Letzte Woche habe ich mich im Eifer eines urplötzlichen Mutanfalles (oder vielleicht auch eines akuten Falles von Abgabedruck) einem besonders beharrlich verschobenen Punkt auf meiner ToDo-Liste gewidmet. Ja, ich bin unter meiner Bettdecke hervorgekrochen, habe alle Prokrastinationsverlockungen links und rechts des Weges liegen lassen und habe mich todesmutig einer meiner ungeliebtesten Aufgaben gestellt: der ersten großen Überarbeitung eines Manuskripts! 😮 😮 😮
Denn was die meisten Menschen gar nicht realisieren: Auf dem Weg von der Idee bis zum Buch in der Buchhandlung ist das Fertigstellen des Manuskriptes nicht zwangsweise der größte Meilenstein. In der Tat ist es gar nicht selten, dass die verschiedenen Überarbeitungen noch einmal ganz genauso viel Zeit in Anspruch nehmen wie der gesamte vorangegangene Schreibprozess – zuweilen sogar noch mehr!

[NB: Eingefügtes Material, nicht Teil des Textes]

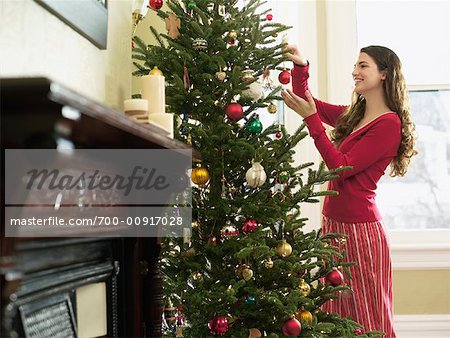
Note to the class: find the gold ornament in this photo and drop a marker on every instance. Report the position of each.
(304, 287)
(188, 253)
(221, 76)
(197, 276)
(254, 333)
(232, 35)
(256, 176)
(247, 274)
(304, 316)
(247, 75)
(239, 270)
(272, 108)
(155, 71)
(284, 249)
(173, 25)
(268, 264)
(200, 176)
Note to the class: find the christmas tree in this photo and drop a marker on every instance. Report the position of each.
(248, 269)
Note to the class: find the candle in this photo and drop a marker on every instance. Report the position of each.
(165, 121)
(134, 107)
(153, 90)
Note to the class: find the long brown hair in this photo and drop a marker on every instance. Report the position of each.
(396, 96)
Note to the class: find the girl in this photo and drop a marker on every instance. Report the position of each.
(374, 131)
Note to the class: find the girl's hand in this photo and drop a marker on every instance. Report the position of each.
(296, 103)
(292, 52)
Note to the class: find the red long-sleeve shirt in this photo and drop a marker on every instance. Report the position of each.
(369, 150)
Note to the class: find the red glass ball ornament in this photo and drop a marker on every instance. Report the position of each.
(291, 327)
(155, 4)
(218, 325)
(284, 77)
(249, 225)
(334, 277)
(235, 111)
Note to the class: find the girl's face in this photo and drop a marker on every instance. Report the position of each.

Als Lektorin und Autorin weiß ich: Der Überarbeitungsprozess, der sich stets aus mehreren Etappen zusammensetzt, ist absolut unabdinglich, um das Beste aus einem Manuskript herauszuholen (und wenn ich von meiner Lektorin da wenig Hausaufgaben bekäme, würde ich wirklich skeptisch werden)! Als Geschichtenerfinderin und Mensch ist es aber doch immer wieder schwierig, wenn das eigene Baby mit tausenden Kommentaren und Anmerkungen und Fragen und Kritikpunkten und Verbesserungsvorschlägen zurückkommt. Tatsächlich muss ich das dann erst einmal verarbeiten, indem ich die berühmten fünf Phasen der Trauer durchlaufe:
- Leugnen: Ach Quatsch! Mein Manuskript ist doch super, genau so, wie es ist! Und überhaupt, ich lass das jetzt erst mal und mache lieber ein paar Wochen was anderes, bevor ich mir diese ganzen Kommentare richtig durchlese.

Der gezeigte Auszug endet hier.